Manal al-Sharif, a Saudi woman who was jailed in 2011 after she posted a video on YouTube showing her driving a car, fled to Australia. She says now that "economic stagnation" is what will change things on the Saudi road. Better women drivers than no cars for anyone. "They cannot afford keeping the women in the back seat," she tells CNN. Such a prohibition is expensive, wasteful and doesn't play well elsewhere in the world.

But what will happen to the loosening of sexual attitudes in the land where mixing of the sexes in public places is still taboo, where women's bodies must be covered with robes and scarves when they venture out of the harem, is not yet clear. The government's economic reforms, backed by the Saudi business class, draw the ire of powerful and vexatious clerics on whom the royals depend for their power. The imams warn of the coming of "loose morals." But the king implied in his decree, not allowing women to drive will discourage foreign investment. Cadillac Arabia already released an advertisement of a woman behind the wheel with only her lined eyes exposed: "Show them what it means to drive the world forward."
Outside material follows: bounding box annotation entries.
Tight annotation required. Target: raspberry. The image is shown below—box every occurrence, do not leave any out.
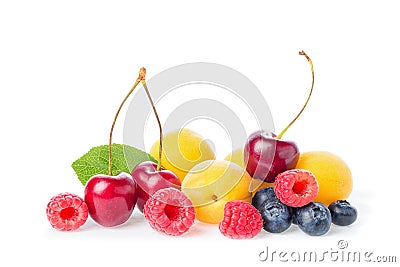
[219,200,263,239]
[46,193,88,231]
[274,169,318,207]
[143,187,196,236]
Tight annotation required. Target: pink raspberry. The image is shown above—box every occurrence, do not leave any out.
[274,169,318,207]
[219,200,263,239]
[143,187,196,236]
[46,193,88,231]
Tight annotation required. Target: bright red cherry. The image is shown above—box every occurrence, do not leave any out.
[131,161,181,212]
[131,69,181,212]
[244,51,314,183]
[85,68,146,227]
[85,173,137,227]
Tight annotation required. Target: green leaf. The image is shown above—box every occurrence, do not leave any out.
[72,144,157,185]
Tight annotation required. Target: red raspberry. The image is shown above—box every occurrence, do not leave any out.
[143,187,196,236]
[46,193,88,231]
[219,200,263,239]
[274,169,318,207]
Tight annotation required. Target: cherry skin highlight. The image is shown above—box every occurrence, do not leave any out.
[131,161,181,213]
[85,173,137,227]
In earlier America, when the car liberated the libidos of the young, one moralist called automobiles "brothels on wheels." Men and women were suddenly freed for dalliance in the cramped confines of a car, even in the back seat of a Volkswagen. Hugh Hefner recognized that a revolution was at hand.
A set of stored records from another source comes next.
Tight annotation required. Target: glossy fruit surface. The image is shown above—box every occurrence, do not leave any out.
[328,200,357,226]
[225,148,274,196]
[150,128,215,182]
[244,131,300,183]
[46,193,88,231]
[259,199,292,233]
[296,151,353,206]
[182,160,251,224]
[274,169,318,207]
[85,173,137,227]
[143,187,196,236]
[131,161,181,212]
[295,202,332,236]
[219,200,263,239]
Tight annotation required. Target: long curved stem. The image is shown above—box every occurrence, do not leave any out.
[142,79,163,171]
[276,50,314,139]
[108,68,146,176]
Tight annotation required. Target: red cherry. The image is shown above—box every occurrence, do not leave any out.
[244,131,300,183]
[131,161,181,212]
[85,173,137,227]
For all of the psychological and economic exploitation of women behind the Playboy philosophy -- the objectification of women as more body than soul -- for better or worse, the revolution elevated the tone and style of courtship. Camille Paglia was right when she told the Hollywood Reporter that compared to the rabid ideology of radical feminists who want only to make an enemy of men, the Playboy philosophy promised mutual disarmament.

The philosopher envisioned satisfaction for both sexes through conversation over good writing, which he published by the likes of Norman Mailer, Roald Dahl, and Jack Kerouac, with fine food and wine abetting flirtation. It didn't always happen that way, but that was the goal.

Long before its author's death, the decadent Playboy philosophy descended ever deeper into vulgarity. By the time the millennials arrived, the quantity of clumsy hookups was more important than the quality of a mutual relationship. On the campus, romance became easier to find in an English literature anthology than on an actual date. Rather than take control of their sexual lives, college women, confronting the coarsening of coupling, now cry harassment and rape, pleading with administrators for supervision and surveillance of their social lives. The sexual revolution delivered with mixed messages and multiple wounds.

Now that Saudi women can drive, will they drive down the highway paved with temptation toward promiscuity and vulnerability, as Saudi clerical critics say they will, or will they slip into gear to take control of their lives? That will depend on who has control of the GPS.